What's wild to me, every other industry on earth trusts Facebook's catalog advertising algorithm to just work and do it's thing.
Only in automotive, would we be like "oh hey...you're matching these items in my catalog too frequently to shoppers and not these items enough" and then proceed to break the algorithm by reducing the catalog (which is what this does).
Imagine Target putting a click limiter on certain SKU's because Facebook was driving too much traffic to them...
I have seen instances where certain "eye-candy" vehicles capture a lion's share of the clicks when dealers run a single AIA campaign for their entire catalog and are optimizing for content views or clicks, so it is certainly something to be cognizant of.
We run a variety of AIA campaigns - some for the entire catalog, others for segmented vehicle sets.

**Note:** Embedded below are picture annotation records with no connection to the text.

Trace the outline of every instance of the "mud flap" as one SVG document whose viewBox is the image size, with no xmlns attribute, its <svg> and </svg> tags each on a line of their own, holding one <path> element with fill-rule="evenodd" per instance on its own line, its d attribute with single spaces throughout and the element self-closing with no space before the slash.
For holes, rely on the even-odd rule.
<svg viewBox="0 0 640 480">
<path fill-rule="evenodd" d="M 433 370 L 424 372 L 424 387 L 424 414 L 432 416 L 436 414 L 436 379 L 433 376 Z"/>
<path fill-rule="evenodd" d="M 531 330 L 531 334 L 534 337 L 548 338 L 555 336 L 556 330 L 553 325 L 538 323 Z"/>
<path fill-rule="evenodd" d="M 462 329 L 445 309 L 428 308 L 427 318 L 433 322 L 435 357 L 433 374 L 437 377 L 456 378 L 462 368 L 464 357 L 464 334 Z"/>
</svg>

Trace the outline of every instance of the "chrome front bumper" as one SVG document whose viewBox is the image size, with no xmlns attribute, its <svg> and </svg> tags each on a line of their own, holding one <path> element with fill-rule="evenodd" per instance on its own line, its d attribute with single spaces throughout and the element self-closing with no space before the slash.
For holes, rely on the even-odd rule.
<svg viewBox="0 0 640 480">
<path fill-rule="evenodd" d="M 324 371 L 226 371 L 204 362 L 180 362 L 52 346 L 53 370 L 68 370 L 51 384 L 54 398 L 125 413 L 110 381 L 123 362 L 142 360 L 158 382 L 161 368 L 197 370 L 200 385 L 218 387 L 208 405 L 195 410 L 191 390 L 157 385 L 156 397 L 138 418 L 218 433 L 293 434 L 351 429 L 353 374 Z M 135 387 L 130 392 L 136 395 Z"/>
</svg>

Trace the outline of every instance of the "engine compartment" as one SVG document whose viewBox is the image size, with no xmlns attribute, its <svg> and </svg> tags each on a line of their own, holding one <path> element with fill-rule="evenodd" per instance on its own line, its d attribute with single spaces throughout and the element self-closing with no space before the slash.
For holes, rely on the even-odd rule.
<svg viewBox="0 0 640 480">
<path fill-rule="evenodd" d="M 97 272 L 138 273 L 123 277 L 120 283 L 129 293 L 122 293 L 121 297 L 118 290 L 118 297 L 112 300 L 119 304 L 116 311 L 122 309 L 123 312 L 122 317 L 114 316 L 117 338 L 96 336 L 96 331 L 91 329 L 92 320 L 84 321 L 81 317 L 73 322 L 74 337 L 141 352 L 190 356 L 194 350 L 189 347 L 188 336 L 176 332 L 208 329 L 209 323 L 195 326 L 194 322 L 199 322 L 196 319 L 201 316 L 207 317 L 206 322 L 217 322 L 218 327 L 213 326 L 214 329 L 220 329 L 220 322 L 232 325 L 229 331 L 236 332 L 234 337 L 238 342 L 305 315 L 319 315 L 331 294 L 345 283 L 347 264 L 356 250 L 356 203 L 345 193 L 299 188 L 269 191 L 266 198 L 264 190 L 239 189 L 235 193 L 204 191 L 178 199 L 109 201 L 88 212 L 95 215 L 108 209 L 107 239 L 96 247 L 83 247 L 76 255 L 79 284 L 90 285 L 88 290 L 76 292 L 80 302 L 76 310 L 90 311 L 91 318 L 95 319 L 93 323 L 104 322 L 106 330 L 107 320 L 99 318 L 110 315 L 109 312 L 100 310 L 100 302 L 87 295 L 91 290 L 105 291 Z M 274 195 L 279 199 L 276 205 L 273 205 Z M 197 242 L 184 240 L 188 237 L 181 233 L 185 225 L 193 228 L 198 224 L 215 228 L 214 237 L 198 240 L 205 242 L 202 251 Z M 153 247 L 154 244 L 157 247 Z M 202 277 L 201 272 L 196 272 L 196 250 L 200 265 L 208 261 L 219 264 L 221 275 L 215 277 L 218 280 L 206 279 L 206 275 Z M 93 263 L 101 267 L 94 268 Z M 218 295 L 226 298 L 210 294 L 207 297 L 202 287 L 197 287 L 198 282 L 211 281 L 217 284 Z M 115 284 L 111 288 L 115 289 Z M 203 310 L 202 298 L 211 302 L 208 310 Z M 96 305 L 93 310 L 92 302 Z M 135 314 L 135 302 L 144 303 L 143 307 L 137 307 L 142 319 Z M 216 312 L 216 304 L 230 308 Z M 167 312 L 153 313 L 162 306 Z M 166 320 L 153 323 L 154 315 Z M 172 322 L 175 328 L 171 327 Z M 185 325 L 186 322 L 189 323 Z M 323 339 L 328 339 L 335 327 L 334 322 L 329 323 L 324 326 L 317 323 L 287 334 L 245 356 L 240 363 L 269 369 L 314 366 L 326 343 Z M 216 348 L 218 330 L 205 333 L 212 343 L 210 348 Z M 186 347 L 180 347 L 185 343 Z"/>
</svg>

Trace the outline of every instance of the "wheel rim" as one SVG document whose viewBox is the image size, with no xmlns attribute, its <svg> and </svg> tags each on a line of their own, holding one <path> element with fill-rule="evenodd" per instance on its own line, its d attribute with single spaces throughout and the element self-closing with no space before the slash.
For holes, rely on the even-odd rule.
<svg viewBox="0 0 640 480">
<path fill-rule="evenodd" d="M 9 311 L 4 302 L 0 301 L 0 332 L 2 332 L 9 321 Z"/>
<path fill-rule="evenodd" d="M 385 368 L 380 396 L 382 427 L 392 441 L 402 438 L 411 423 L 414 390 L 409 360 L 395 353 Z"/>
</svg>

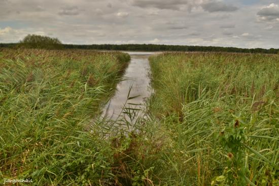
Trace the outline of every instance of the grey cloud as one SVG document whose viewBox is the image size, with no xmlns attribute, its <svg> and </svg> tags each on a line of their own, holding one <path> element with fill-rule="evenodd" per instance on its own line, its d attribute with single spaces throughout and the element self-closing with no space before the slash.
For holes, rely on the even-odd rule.
<svg viewBox="0 0 279 186">
<path fill-rule="evenodd" d="M 187 4 L 187 1 L 173 0 L 133 0 L 132 5 L 141 8 L 155 8 L 159 9 L 178 10 L 182 5 Z"/>
<path fill-rule="evenodd" d="M 189 35 L 191 35 L 191 36 L 198 36 L 198 35 L 200 35 L 200 33 L 198 33 L 198 32 L 192 32 L 192 33 L 190 33 L 189 34 Z"/>
<path fill-rule="evenodd" d="M 183 25 L 173 25 L 173 26 L 169 26 L 167 27 L 168 29 L 175 29 L 175 30 L 179 30 L 182 29 L 187 29 L 188 28 L 188 26 L 183 26 Z"/>
<path fill-rule="evenodd" d="M 201 7 L 206 11 L 214 12 L 233 12 L 238 8 L 231 5 L 227 5 L 221 2 L 208 2 L 201 5 Z"/>
<path fill-rule="evenodd" d="M 61 11 L 58 13 L 58 14 L 61 16 L 76 16 L 80 14 L 79 8 L 76 6 L 63 7 L 61 9 Z"/>
<path fill-rule="evenodd" d="M 224 31 L 222 32 L 222 33 L 223 35 L 231 35 L 233 34 L 233 32 L 230 32 L 229 31 Z"/>
<path fill-rule="evenodd" d="M 262 21 L 271 21 L 279 18 L 279 6 L 272 3 L 261 9 L 257 15 Z"/>
<path fill-rule="evenodd" d="M 108 4 L 108 5 L 107 5 L 107 7 L 108 7 L 108 8 L 112 8 L 112 7 L 113 7 L 113 5 L 112 5 L 111 3 L 109 3 Z"/>
<path fill-rule="evenodd" d="M 221 28 L 233 28 L 235 27 L 235 24 L 223 24 L 220 26 Z"/>
<path fill-rule="evenodd" d="M 267 2 L 271 1 L 243 5 L 233 0 L 0 0 L 0 43 L 51 33 L 64 43 L 75 44 L 277 48 L 278 17 L 275 5 Z M 237 9 L 238 11 L 231 12 Z"/>
</svg>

This ensures we still have a level of control over where our AIA budget goes.
For new cars, we typically create sets for each model and then the body style category. For used cars, we will create sets for different price ranges, body styles, inventory age, CPO, etc. This strategy also allows us to tailor the ad copy and creative to each set's typical buyer persona, all while being able to direct the budget according to our objectives.
And it doesn't hurt to create catalog filters to exclude specific vehicle models (high ends sports cars) or vehicle years (classic cars) that don't need the traffic yet tend to receive a lot of it.